Ultimately, an analogue synthesizer is a big, thousand-dollar box for modifying the speed of a magnet in a speaker. Speakers are coiled wires that push or pull the diaphragm of the speaker into motion when electricity creates or releases its magnetic hold on those wires. When we build synthesizers, we are manipulating the pace of that magnetic vibration.

All of which shapes the sound at the other end, which is a mystifying experience. In a truly analogue system, there really isn’t any “sound” moving through the synth. The Yamaha SK keyboards I had as a kid were digital, your keys triggered chips that responded with digital information. I knew they weren’t recordings per se (I didn’t have a Mellotron, which played back actual tape loops). Digital synths work different from analogue ones.

As mentioned, analog synths, like the one I am building here, don’t make “sounds.” They make electric pulses. These pulses control the vibration of a speaker. The speaker makes sound. That’s it. That’s all the thing does. If you’ve ever taken a guitar cord and plugged it into an amplifier and touched the other end of that guitar cord, you’ve built a foundational synthesizer. It took an electric pulse from your hand, amplified it, and that amplification triggered the speaker to respond with the buzzy tone of your fingertips, a pulse of noise created because your fingers create random signals, which is white noise.

The analog synthesizer takes signals and controls them, creating clean waves in the shape of smooth curves or Staccato pulses. The modules and patchwork transform these pulses. We think of them as shapes to visualize them, but it is more accurate to say we are manipulating the movement of electricity through time, and we can hear these changes on the other side of headphones or a speaker system.

Mesmerized Mushrooms

Mycellium strata, day one.

So, now I’ve started growing a test mushroom. The mushroom will be doing the equivalent of touching the end of a guitar cord plugged into an amplifier. The difference is that we have set up a machine that can read that current and interpret it through a network of path cords and circuit boards, or “modules”. All living things create some form of this electric current.

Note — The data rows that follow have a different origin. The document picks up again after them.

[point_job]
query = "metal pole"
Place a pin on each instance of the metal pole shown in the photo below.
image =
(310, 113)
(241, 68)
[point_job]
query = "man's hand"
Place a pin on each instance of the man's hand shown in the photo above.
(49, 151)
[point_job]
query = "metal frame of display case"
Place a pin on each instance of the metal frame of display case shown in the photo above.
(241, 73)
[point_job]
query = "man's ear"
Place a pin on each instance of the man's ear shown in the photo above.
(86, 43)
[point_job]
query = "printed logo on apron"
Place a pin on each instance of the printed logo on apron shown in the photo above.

The mushroom caps will be wired into the synthesizer through TENS (“Transcutaneous electrical nerve stimulation”) cables. These cables are designed for transmitting electric pulses to human skin as a noninvasive paint relief treatment. But because electricity can move anywhere that circuit board tells it to move, we can also extract electrical pulses from a living tissue surface, where it can be used as a control signal.

In the rig I’ve put together, these cables facilitate a flow of electricity from the living system to the inanimate one. The electric field generated by a thriving mushroom (or any living thing) can become an electrical signal that turns things off and on, directing the flow of our elektronik amber. In a sense, the mushroom gives our electricity purpose, directing it from room to room, changing the shape and flow of the outcoming waves.

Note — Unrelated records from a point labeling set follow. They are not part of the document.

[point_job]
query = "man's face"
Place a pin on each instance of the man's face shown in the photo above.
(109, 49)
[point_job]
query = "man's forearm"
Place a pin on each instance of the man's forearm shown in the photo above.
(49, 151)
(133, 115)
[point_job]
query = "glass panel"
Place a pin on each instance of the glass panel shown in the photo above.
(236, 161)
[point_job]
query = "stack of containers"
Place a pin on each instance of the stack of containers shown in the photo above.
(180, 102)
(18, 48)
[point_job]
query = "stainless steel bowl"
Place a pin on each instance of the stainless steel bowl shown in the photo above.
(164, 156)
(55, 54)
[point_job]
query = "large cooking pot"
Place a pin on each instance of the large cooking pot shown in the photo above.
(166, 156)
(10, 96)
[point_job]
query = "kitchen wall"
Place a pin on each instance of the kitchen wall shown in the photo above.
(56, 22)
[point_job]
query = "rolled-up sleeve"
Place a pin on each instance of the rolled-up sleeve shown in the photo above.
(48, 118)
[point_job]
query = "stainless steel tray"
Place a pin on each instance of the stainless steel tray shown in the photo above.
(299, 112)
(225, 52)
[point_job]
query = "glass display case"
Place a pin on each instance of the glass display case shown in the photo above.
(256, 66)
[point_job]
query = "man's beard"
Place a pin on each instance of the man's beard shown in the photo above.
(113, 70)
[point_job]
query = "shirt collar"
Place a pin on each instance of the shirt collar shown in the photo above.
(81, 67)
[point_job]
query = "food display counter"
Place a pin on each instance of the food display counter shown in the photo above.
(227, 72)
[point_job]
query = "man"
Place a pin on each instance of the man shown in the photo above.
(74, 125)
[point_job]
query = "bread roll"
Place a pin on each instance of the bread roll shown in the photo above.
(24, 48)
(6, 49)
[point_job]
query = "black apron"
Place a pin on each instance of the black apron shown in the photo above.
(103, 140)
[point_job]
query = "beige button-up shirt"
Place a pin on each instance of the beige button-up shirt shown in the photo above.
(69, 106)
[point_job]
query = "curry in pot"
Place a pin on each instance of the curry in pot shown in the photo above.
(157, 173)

To me, there’s something intuitive about this relationship between mushrooms and synthesizers. It takes us back a bit to that early impulse of explaining electricity through interconnectedness. It is not wrong to say that electricity is everywhere. The rules that govern its shapes and flows govern the universe. Our increasing power of control, paired with our expanding insight into those flows, ought to inspire awe.

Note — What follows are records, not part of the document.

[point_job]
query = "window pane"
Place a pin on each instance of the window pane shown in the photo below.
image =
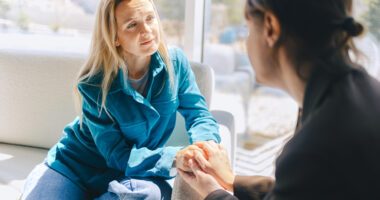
(172, 15)
(367, 12)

A bit of mythmaking might be in order whenever we use a toaster or an electric toothbrush. So here we go.

For years, I thought ohms — the name we give to measurements of electrical resistance — were named for “ohm,” the vibrational foundation of consciousness that makes up and permeates our human reality. Turns out, the electric “Ohm” is just named for some German dude. It makes sense: Western science can be read as a form of resistance to the natural, overwhelming flow of entropy. The vibrations are shaped by resistance, the resistance is shaped by the vibrations. In the end, you get oscillations, and that, at the heart, is what a synthesizer does, too.